See, the Beatles were Wrong. They have that famous song, with the line "Love is all you Need", well, that's bullshit.
All of these relationships? They started with Love. Once you've felt that flutter in your heart and deep desire for another person, you crave it. That's the reason we enter into relationships, because we want love and we need the love of another person. But it's a drug, we get hooked on it, even when we're with people that are bad for us, because we don't want to risk losing that love.
But relationships are about more than that. They're about chemistry, reliability, amenity, sexuality, joviality & equality - all of these and probably more. People crave love, but they need care, emotional support and happiness in their relationships as well. If they don't get what they're looking for in their partner, they will seek it out in other people.

This isn't just about sex. Occasionally it is (as I said these arseholes exist) and those people deserve your ire; if I wanted more sex from my partner, I'd tell my partner. So, most of the time, I'd wager that people are cheating because they feel like their partners are not giving them the emotional investment that they want in a relationship. Because as the title says "winners never cheat". If you're in a good relationship, your partner won't cheat on you.
Sometimes it's a bad relationship because the adulterer doesn't respect their partner, but sometimes it's because the adulterer feels like their partner doesn't respect them.
Just because a person cheats, it doesn't mean they are a bad person. Some adulterers cheat because they're looking for that missing piece of the puzzle hoping it will complete their relationship. Of course, if you've found yourself cheated on, I'm not saying that you need to give them a second chance and blame yourself; love and life are complicated and there's no one answer to every problem.

Some people think we need to blame the adulterer every time (especially if it's a man). Yet, if you look at the bigger picture, you'll start to see - as I do - that adultery is often just a symptom of a worse disease: unfulfillment.
Or, perhaps their just an unfaithful sack of shit . . .
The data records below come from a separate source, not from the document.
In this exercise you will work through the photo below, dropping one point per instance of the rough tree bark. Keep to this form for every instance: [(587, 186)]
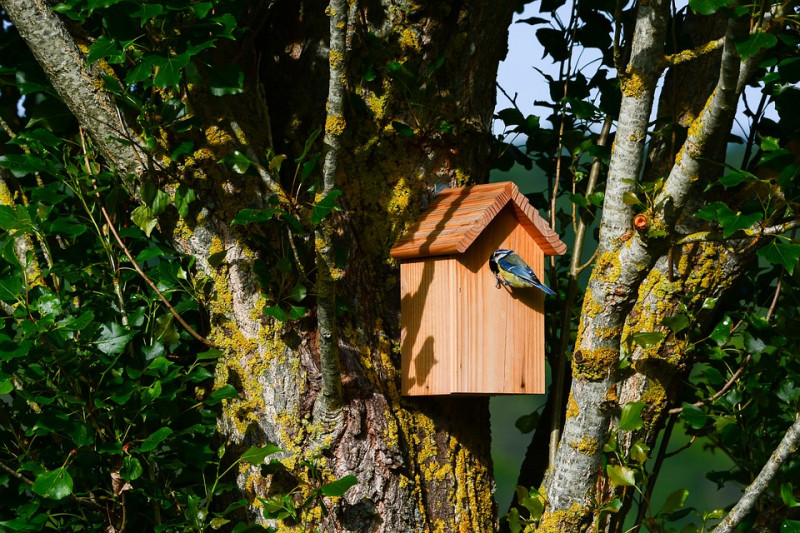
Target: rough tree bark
[(420, 464)]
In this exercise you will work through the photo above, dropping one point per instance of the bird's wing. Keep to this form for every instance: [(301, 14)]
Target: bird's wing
[(515, 265)]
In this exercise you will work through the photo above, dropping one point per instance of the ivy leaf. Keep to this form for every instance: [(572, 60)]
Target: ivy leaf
[(339, 487), (325, 206), (621, 476), (55, 484), (754, 42), (779, 253), (631, 417), (255, 455), (113, 338), (156, 438), (143, 217)]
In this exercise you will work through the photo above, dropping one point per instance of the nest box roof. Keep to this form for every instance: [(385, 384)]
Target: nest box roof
[(457, 216)]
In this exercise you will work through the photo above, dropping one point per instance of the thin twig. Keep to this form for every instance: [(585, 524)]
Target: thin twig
[(571, 292), (786, 448), (327, 338), (136, 267)]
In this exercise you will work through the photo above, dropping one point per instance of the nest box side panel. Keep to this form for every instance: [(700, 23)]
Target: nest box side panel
[(525, 368), (427, 296), (500, 331)]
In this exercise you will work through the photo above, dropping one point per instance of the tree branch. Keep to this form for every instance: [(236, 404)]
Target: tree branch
[(76, 84), (331, 389), (708, 128), (619, 269), (744, 506)]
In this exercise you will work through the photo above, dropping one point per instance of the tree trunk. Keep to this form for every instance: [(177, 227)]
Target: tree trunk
[(420, 81)]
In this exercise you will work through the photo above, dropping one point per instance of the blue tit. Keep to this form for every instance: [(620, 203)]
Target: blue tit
[(510, 269)]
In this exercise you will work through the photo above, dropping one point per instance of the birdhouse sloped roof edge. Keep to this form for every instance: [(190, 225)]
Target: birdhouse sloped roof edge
[(457, 216)]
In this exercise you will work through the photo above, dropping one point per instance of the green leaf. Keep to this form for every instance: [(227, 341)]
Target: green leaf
[(676, 323), (630, 198), (754, 42), (238, 161), (325, 206), (223, 393), (787, 495), (790, 526), (707, 7), (735, 177), (160, 202), (105, 47), (647, 339), (56, 484), (183, 197), (276, 312), (674, 501), (248, 216), (621, 476), (694, 416), (15, 219), (631, 417), (640, 452), (339, 487), (527, 423), (131, 468), (732, 222), (298, 293), (143, 217), (722, 331), (155, 438), (404, 130), (10, 289), (780, 253), (226, 79), (113, 338), (169, 70), (255, 455), (297, 311), (147, 12)]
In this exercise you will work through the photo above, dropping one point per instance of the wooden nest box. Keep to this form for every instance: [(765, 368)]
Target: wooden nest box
[(460, 333)]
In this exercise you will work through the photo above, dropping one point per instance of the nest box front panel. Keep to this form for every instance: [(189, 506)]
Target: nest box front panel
[(500, 336), (426, 309)]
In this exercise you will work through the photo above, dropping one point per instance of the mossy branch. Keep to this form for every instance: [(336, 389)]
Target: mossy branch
[(786, 448), (330, 398), (76, 84)]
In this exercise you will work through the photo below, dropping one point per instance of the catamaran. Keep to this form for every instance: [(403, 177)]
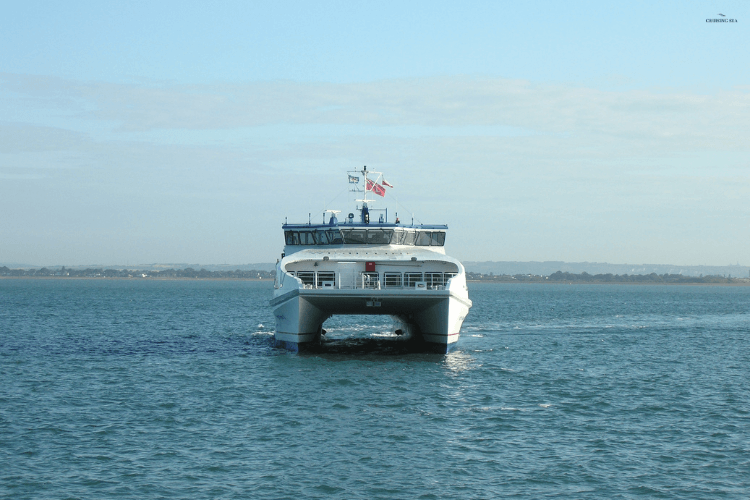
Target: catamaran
[(368, 265)]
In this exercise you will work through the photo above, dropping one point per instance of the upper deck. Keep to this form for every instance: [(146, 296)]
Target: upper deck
[(300, 236)]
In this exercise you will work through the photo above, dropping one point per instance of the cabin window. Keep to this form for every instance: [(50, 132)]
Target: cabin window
[(392, 280), (334, 237), (434, 279), (326, 279), (423, 238), (322, 237), (370, 280), (307, 277), (292, 237), (411, 279), (354, 236), (409, 238), (379, 236), (307, 238)]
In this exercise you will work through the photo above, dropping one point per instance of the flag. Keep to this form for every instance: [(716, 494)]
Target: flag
[(375, 188)]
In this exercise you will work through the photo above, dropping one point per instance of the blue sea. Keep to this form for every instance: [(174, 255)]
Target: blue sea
[(172, 389)]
I'm the Absurd Word Nerd, and this was kind of a heavy concept, especially since we're approaching Valentine's Day. So I'll try to lighten it up for my upcoming post, okay?
Until next time, I'm going to go tell my girlfriend how much she means to me.

1 comment:

  1. It's uncanny how characters from literature can stand in for people in real life, especially the Greek gods. You wouldn't think that a Zeus and Hera existed, but the Greeks seemed at peace with knowing that marriage was not a guaranteed sanctity.